The holiday season for many is a time to spend with family and loved ones, but for some seniors, they don't have these relationships anymore. This is where the holiday program "Be a Santa to a Senior" steps in.

Home Instead Senior Care has a set of locally owned franchise offices across the country that work to help families keep their aging mother, father, grandparents or friends in their homes as they grow older. The Austin franchise held a "wrapping party" Tuesday where volunteers packed up gifts for senior citizens around the area.

Tyson Murphy is the owner and administrator of the Austin office and said he couldn't believe how much the people of Austin provided this holiday season.

"I would tell you there's only so much that one person can do, but when you see this collaborative effort and you recognize the importance of the agencies that pick up the gifts, it touches them," Murphy said.

Different elderly care facilities stopped by The First Baptist Church of Georgetown Tuesday to pick up these wrapped gifts, including members from Estrella Oaks Rehabilitation and Care Center. Estrella Oaks has participated in this event for a handful of years now.
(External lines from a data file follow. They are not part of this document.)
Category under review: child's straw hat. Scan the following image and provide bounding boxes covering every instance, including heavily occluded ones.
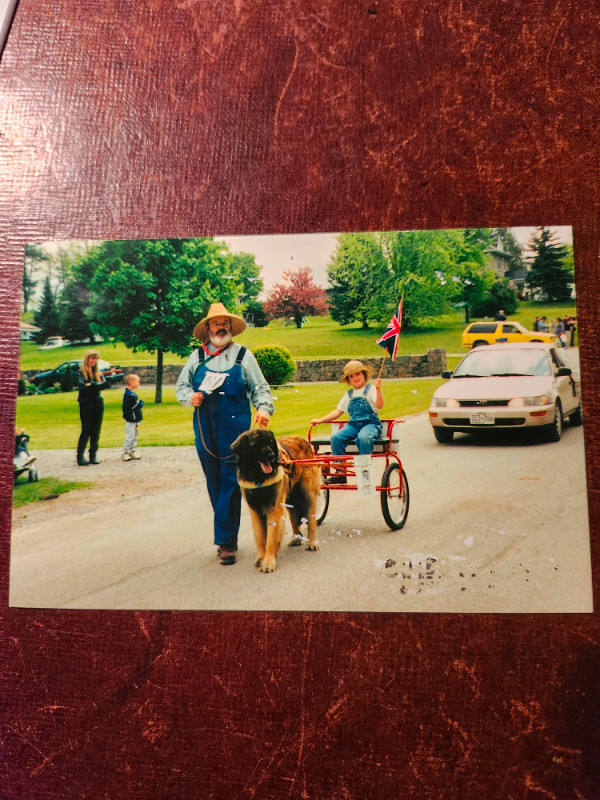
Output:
[339,359,375,383]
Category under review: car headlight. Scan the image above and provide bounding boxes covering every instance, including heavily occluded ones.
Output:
[508,395,551,407]
[434,397,460,408]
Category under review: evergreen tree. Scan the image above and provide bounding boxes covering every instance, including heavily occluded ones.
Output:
[525,227,572,301]
[22,244,48,313]
[59,280,96,343]
[33,277,61,342]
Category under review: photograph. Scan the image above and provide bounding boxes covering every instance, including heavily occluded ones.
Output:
[10,226,592,613]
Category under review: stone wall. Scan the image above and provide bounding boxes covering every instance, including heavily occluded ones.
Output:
[293,349,446,382]
[23,350,446,385]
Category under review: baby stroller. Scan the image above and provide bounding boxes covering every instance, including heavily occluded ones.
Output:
[14,432,39,485]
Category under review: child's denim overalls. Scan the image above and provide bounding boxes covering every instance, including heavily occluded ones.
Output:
[193,346,250,548]
[331,384,382,455]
Jeff Brown is this center's activity director and said they will be handing out their gifts on Christmas Day.

"A lot of times, the family isn't able to make it on Christmas Day itself or they bring the Christmas gifts early to their loved ones," Brown said. "When we hand them these gifts, their eyes get real big. Some of the residents who haven't really responded in a while, as soon as they see the bright colors on the bags and the drawings, they open it up and they're really excited."

All of the gifts were donated by the residents in the Central Austin area and will be given back to seniors in the same area. June Scott is 90-years-old and volunteered Tuesday afternoon with some of her family members to pack up these presents.

"It has just been fascinating," Scott said. "When you see this outpouring, you know there's a Santa Claus up there somewhere."

Students from Jarrell Independent School District even decorated the bags so that every present has a special drawing on it.

"It brings a little Christmas spirit -- whether they are alone or maybe just the holiday season isn't what it used to be," Murphy said. "It gives them something to celebrate."

This group hopes this can help isolated seniors who are at a greater risk for loneliness and depression this holiday season. In all, 700 seniors in the Central Texas area will be surprised with a gift this year.